Is there going to be a Revolution in Iran?

For some time now I and many others have been hearing about rumblings on the streets of Tehran, and indeed other parts of Iran. The population of Iran is becoming younger by the day and frankly they are not happy.

Iran is a religious country full of traditions, but people do need jobs and frankly the economy stinks. Inflation is running at 20 to 30%. Not an issue that would bring about a revolution on its own, but it adds to the mix. Then there is unemployment which is high and growing, disaffection with the rules of the theocracy and last but not least the sudden imposition of petrol rationing.

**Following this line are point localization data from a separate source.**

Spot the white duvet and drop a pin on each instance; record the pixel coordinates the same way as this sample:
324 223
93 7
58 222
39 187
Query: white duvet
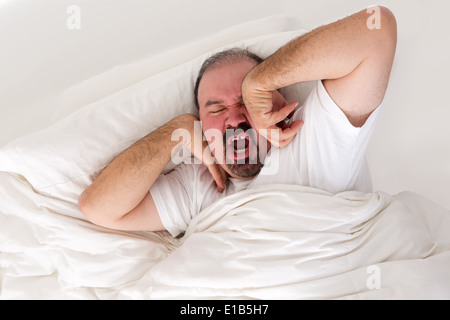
274 242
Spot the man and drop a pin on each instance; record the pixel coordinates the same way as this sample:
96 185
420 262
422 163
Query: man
351 63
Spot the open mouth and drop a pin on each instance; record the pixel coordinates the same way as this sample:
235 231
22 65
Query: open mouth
238 146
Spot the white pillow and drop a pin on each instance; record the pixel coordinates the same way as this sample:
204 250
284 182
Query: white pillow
62 160
123 76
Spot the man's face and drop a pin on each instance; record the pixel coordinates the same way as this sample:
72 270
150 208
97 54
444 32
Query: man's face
240 150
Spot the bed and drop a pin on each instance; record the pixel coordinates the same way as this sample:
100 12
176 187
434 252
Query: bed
273 242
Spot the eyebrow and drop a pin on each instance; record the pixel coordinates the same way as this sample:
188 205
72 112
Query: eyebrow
216 102
213 102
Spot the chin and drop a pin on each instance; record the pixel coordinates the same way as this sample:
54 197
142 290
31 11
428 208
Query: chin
244 171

Iran does not have much in the way of refining capacity so although it produces and exports a lot of oil, it does not produce petrol. The problem here is that it then has to import petrol, which it then subsidises, at immense cost to the treasury. Iran is running out of the cash to buy petrol.

Obviously the answer is simple, or at least it should be, Iran has some very clever scientists capable of building some test nuclear plant and clearly seems to think it has the money to do so, so it clearly can and indeed ought to develop its own refineries. It isn't. Instead it is spending vast amounts of money not only on its own defence, but a nuclear program which is causing the country immense problems and money on mucking about in other peoples countries as well, like hundreds of millions of dollars to Hezbollah to fund the rebuilding the the Lebanon, a war which the average Iranian in the street did not ask for or want to be involved in.

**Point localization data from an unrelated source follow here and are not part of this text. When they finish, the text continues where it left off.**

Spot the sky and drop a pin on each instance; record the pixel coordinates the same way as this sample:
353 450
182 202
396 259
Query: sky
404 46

Iran's economy is slowly collapsing when it should be reaching dizzying heights. It is doing so because Iran's government has grand plans of its own. The people don't care. They want jobs and security.

So what happened when petrol was rationed? Well the rationing was imposed without consultation or advanced warning to anyone, including the petrol station owners or the police. The result was riots and petrol stations being burnt down. The text messaging service has been closed down so that people can't organise protests and journalists are being ordered not to report any trouble. Clearly the government is under pressure.

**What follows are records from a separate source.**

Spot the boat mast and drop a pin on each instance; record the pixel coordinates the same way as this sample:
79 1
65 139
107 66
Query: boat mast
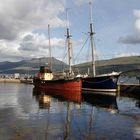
50 60
69 44
91 41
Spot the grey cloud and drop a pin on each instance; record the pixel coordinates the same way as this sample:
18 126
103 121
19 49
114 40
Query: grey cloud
130 39
18 16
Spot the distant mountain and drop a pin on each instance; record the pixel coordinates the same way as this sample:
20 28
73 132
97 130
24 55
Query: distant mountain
103 66
30 66
116 64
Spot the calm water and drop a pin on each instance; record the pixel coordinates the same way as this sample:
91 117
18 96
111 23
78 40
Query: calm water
29 114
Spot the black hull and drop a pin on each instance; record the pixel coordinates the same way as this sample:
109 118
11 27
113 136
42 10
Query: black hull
100 83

What the Iranian government needs right now is some external threat to unite the people. It had that in the sabre rattling over its nuclear plans, and it helped. We need to remove the obvious threats to Iran so that it can't unite its people (as well as making sure they can a news service that tells them how bad things really are in Iran). In short we need to appear to take the pressure off.

That does not mean we stop working on its nuclear program, it just means we do so quietly and carefully so as not to give the Iranian regime ammunition to unite the Iranian people behind it.

The BBC has this on the fuel protests.


James Higham said...

The major problem is the madman at the top whom other Muslim nations just cannot deal with. The youth may grumble but that's a far cry from revolution. The mullahs have a tight grip.

Benedict White said...

james higham, The Mullahs have a tight grip yes, but not that tight.

Anonymous said...

"The population of Iran is becoming younger by the day"

I don't think they are! Average age perhaps...

Saudi Arabia has a similar population profile - a huge proportion of its people being young - and with pressures growing to find them jobs, houses, infrastructure. Some of the underlying problems which make Blair's new task in the Middle East close to impossible.

CityUnslicker said...

errr. remember Tianamen Square. I don't think strong governments have to worry to much about popular revolts.

Andy Cooke said...


As pointed out by Punter, you're linked from Andrew Sullivan, at :

Hazar Nesimi said...

revolution requires opposition to a regime, all of the opposition has a broad anti-western consensus , it is clear that slow decline is most likely. Reformers did not deliver, "Radicals" als will not deliever. Ayatollahs, around Hamenei should and will be more sensible... Akhmadinejad may be impeached and replaced in a few years, unless there is attack on Iran.